A psicologia investigativa é a aplicação do conhecimento psicológico, metodologia e teoria ao raciocínio sobre atividades criminais e às proces- sas investigativas, bem como a processos judiciais criminais e civis. Sua emergência se deve em grande parte a uma interação frutífera entre pesquisa e aplicação científica a polícia e outras agências com suas investigações, e essa interação molda os esforços acadêmicos e teóricos do campo. David Canter cunhou o termo psicologia investigativa durante o início dos anos 90 como um rótulo para descrever as crescentes contribuições que vários psicólogos britânicos estavam fazendo para o policiamento.

Desde o início dos anos 90, o foco da psicologia investigativa cresceu para capturar uma ampla gama de tópicos em “investigação”. fornecer informações convincentes sobre as características prováveis ​​de um infrator, aconselhando sobre a estrutura de uma investigação e tomada de decisão, orientando as entrevistas de testemunhas e suspeitos, avaliando a veracidade do testemunho e a investigação pós-evento de investigadores.
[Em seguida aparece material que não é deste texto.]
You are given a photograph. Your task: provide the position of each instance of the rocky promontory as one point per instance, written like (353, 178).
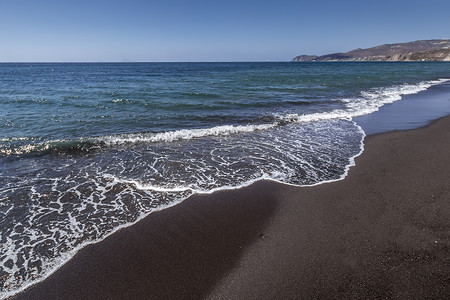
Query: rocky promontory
(425, 50)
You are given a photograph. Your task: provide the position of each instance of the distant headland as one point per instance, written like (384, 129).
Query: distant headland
(425, 50)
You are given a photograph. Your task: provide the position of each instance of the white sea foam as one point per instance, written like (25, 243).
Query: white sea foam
(287, 139)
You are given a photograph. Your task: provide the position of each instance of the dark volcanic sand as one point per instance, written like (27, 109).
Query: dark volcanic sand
(383, 232)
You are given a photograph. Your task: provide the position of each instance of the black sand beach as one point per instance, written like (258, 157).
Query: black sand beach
(382, 232)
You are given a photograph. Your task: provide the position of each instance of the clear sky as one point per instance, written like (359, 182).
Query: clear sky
(197, 30)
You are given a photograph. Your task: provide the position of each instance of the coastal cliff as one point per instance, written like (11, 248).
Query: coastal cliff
(427, 50)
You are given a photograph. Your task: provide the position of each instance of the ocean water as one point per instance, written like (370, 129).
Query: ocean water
(86, 149)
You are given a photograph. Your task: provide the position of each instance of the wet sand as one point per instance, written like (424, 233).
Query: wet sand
(382, 232)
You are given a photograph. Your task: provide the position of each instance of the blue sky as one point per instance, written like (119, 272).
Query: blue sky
(189, 30)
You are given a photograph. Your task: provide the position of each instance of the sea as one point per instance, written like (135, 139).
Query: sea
(89, 148)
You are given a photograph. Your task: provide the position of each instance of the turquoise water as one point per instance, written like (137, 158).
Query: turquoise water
(88, 148)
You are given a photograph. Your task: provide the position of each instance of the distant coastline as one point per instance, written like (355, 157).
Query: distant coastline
(425, 50)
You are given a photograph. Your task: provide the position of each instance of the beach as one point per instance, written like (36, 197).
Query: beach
(382, 232)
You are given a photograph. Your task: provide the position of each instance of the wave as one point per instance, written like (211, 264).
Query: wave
(365, 103)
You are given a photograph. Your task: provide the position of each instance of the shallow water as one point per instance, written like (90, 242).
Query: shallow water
(88, 148)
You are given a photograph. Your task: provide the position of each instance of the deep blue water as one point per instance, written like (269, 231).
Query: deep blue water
(87, 148)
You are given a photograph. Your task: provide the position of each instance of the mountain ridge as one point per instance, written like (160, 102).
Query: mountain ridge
(422, 50)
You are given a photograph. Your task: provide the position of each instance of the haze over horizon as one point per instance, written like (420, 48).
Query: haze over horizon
(176, 30)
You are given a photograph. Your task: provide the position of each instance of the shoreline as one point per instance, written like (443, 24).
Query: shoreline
(223, 245)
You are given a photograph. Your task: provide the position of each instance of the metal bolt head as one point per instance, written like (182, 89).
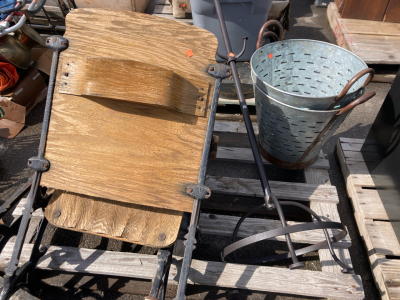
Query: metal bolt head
(162, 236)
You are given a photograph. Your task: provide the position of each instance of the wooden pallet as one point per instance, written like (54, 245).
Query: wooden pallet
(323, 199)
(372, 220)
(374, 42)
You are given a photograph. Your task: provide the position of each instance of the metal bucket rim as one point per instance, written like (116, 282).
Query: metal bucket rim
(297, 108)
(297, 95)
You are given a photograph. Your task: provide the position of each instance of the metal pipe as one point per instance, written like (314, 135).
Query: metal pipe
(268, 196)
(220, 72)
(57, 44)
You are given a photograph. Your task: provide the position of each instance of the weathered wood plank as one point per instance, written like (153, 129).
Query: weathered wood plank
(351, 140)
(379, 239)
(136, 141)
(370, 205)
(236, 127)
(280, 280)
(376, 43)
(163, 9)
(171, 17)
(233, 117)
(223, 101)
(134, 81)
(112, 219)
(283, 190)
(224, 225)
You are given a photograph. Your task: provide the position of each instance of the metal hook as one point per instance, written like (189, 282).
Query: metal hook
(233, 56)
(244, 47)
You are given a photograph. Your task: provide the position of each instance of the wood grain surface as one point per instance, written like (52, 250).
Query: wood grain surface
(123, 151)
(134, 81)
(373, 41)
(123, 221)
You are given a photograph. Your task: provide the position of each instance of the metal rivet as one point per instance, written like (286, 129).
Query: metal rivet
(162, 236)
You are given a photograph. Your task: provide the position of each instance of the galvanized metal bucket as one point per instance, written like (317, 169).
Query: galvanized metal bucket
(309, 74)
(291, 137)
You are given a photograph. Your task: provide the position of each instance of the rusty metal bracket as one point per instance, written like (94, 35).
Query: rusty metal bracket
(198, 191)
(39, 164)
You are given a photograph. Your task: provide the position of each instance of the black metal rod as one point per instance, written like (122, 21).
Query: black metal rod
(250, 132)
(190, 237)
(16, 196)
(57, 44)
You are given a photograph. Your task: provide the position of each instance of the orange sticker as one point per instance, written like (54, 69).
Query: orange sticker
(189, 53)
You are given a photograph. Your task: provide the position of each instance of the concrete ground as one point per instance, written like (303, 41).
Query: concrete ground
(306, 21)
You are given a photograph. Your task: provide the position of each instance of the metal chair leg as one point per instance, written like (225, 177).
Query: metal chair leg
(161, 279)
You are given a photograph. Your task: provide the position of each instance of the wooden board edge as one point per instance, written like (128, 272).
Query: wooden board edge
(132, 265)
(338, 27)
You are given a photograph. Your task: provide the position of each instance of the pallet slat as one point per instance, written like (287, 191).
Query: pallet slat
(246, 155)
(327, 212)
(281, 280)
(283, 190)
(378, 236)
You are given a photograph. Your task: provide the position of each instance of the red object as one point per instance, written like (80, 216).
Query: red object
(189, 53)
(8, 76)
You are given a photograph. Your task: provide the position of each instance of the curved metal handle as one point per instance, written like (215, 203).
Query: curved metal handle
(362, 99)
(354, 80)
(270, 33)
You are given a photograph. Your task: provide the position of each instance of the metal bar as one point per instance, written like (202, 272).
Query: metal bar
(16, 196)
(158, 288)
(57, 44)
(268, 196)
(220, 72)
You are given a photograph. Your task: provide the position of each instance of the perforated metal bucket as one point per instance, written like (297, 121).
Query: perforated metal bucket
(309, 74)
(291, 137)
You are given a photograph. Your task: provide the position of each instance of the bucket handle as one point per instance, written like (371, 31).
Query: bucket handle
(358, 101)
(350, 106)
(352, 81)
(262, 34)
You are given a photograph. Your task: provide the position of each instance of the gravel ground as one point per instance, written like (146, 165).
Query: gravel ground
(306, 21)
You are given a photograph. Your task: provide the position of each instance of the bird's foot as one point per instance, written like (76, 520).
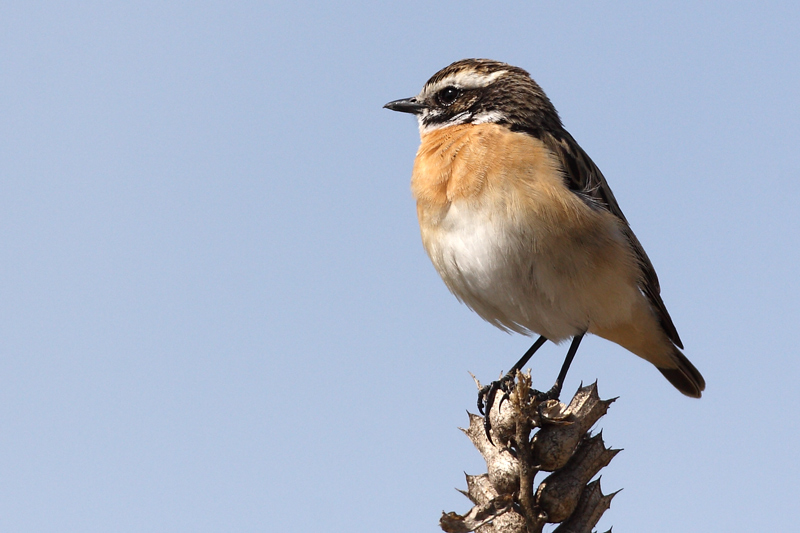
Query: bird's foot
(487, 396)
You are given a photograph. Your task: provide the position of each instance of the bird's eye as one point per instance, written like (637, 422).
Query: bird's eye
(448, 95)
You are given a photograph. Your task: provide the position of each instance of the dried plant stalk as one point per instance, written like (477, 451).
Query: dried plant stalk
(532, 436)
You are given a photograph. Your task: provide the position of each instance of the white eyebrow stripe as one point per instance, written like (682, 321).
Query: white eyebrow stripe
(468, 79)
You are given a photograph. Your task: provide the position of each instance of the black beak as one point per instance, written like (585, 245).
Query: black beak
(406, 105)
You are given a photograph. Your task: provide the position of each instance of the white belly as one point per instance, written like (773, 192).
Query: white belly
(524, 279)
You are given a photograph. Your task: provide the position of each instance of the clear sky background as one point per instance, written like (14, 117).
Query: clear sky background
(217, 314)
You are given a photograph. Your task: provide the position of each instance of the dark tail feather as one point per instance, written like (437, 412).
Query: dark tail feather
(685, 377)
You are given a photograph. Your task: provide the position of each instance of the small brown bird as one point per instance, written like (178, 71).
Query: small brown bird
(522, 226)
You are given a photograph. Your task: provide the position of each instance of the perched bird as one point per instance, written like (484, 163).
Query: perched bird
(522, 226)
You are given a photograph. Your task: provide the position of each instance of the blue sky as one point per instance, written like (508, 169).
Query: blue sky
(217, 314)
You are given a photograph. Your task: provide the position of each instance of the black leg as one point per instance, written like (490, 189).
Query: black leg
(555, 392)
(490, 390)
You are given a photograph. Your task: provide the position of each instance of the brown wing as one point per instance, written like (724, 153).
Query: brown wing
(585, 179)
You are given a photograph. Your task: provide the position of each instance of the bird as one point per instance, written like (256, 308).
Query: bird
(523, 228)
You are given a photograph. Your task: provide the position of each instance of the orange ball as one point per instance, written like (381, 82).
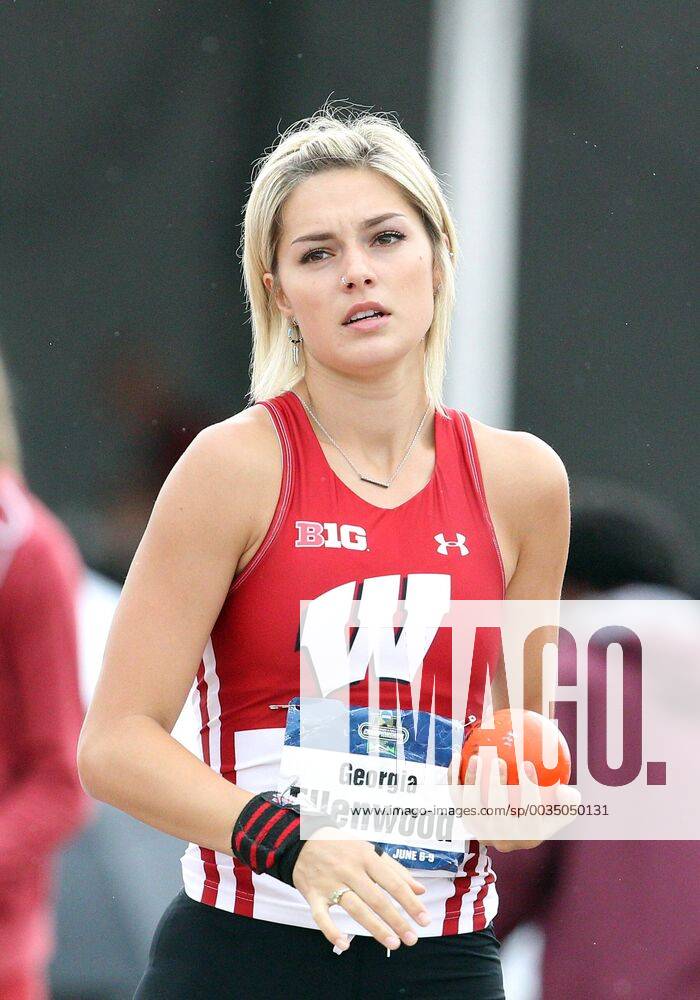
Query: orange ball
(534, 728)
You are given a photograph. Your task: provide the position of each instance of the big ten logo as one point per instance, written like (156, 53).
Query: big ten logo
(314, 535)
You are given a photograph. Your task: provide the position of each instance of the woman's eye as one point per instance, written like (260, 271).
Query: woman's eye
(392, 233)
(311, 255)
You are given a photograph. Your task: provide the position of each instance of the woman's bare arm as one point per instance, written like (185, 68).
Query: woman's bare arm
(542, 525)
(200, 526)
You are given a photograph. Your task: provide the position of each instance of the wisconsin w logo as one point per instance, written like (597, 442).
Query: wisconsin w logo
(444, 545)
(328, 618)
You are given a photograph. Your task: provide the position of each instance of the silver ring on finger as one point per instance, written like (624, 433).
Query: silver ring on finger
(337, 894)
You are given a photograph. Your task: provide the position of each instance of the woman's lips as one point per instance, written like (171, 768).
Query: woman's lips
(368, 324)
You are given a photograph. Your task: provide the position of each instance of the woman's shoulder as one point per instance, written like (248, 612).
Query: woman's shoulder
(518, 454)
(525, 480)
(247, 438)
(237, 458)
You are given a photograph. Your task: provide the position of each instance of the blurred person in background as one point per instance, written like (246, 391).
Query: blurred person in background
(42, 803)
(618, 918)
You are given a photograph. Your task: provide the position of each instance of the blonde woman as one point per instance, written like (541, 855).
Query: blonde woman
(346, 478)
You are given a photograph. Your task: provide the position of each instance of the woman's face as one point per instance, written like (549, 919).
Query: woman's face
(354, 224)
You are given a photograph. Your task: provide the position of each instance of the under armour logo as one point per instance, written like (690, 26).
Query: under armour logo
(444, 545)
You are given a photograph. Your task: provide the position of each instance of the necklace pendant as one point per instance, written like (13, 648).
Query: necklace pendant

O escopo da psicologia investigativa Psicóloga Curitiba se sobrepõe a, é diferente da psicologia forense, que se concentra mais no tratamento dos infratores após a conclusão do processo judicial.

O escopo da psicologia investigativa também abrange uma série de disciplinas e metodologias de pesquisa de campos tão diversos quanto a sociologia, a geografia e a ciência da computação. No entanto, o foco central está nos processos psicológicos – geralmente processos cognitivos – que podem auxiliar uma investigação. separe as influências anteriores por seu distinto esforço de basear as contribuições em inferências de análises rigorosas e empíricas dos dados disponíveis.